Police want to speak to Anne Sacoolas, whose husband worked for the CIA at the RAF Croughton airbase in Northamptonshire, after 19-year-old motorcyclist Harry Dunn was killed by a car owned by her and reported to have been driving on the wrong side of the road, in August last year.
RAF Croughton is used as a US communications facility, and the US government has previously argued that the treaty relating to the base gives diplomatic immunity to all family and staff associated with it.
Two weeks after the incident Sacoolas was allowed to leave the country, with the knowledge of the British Foreign Office, and an attempt to extradite her failed with the US State Department saying: “At the time the accident occurred, and for the duration of her stay in the UK, the US citizen driver in this case had immunity from criminal jurisdiction.
“If the United States were to grant the UK’s extradition request, it would render the invocation of diplomatic immunity a practical nullity and would set an extraordinarily troubling precedent.”
The victim’s parents even visited the White House to plead with US President Donald Trump, who instead suggested compensation and the possibility of them meeting Sacoolas.
But following confirmation by Northamptonshire police that the international notice had been issued, Dunn family lawyer Radd Seiger said things had changed significantly.
“Red notices would not be served on valid diplomats,” he said. “It means she would be arrested if she sought to leave the United States.”
“Be in no doubt, this means she is coming back,” he told Sky News. “The relevance of this is she is now a fugitive on the run. She can never set foot outside the United States again without being arrested.”
Dunn’s mother Charlotte Charles called the news “a big step in the right direction”.

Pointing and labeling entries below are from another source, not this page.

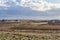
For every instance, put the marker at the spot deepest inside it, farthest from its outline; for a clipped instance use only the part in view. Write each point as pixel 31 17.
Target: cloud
pixel 39 5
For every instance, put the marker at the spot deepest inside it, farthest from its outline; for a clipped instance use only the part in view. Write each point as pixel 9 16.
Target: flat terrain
pixel 29 30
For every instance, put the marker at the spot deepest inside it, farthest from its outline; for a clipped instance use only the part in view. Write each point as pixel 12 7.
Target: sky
pixel 30 9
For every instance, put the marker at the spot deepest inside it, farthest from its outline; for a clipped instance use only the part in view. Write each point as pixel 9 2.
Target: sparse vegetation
pixel 12 36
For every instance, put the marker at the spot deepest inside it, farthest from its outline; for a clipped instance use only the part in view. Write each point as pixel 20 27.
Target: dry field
pixel 29 30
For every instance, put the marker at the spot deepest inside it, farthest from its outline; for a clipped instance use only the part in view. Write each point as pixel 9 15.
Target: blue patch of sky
pixel 53 1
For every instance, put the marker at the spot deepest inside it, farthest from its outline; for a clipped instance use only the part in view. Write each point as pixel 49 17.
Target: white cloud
pixel 39 5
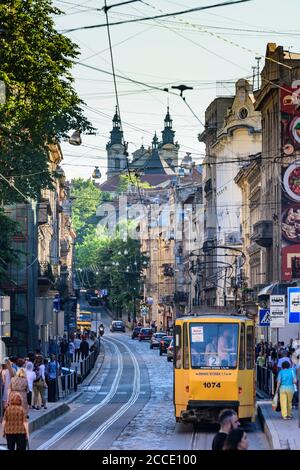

“We still feel we’ve got a way to go, but Anne Sacoolas needs to realise that she needs to come back now. It’s time,” she added.
“She should never have gone back in the first place to the USA and she needs to come back and give us an opportunity to start to rebuild our lives.”
An international wanted person’s notice is significant, but it does not carry the same weight as an arrest warrant, as Interpol cannot compel national law agencies to follow it through, with each country having to decide what legal authority it carries. Last year, almost 14,000 red notices were issued worldwide.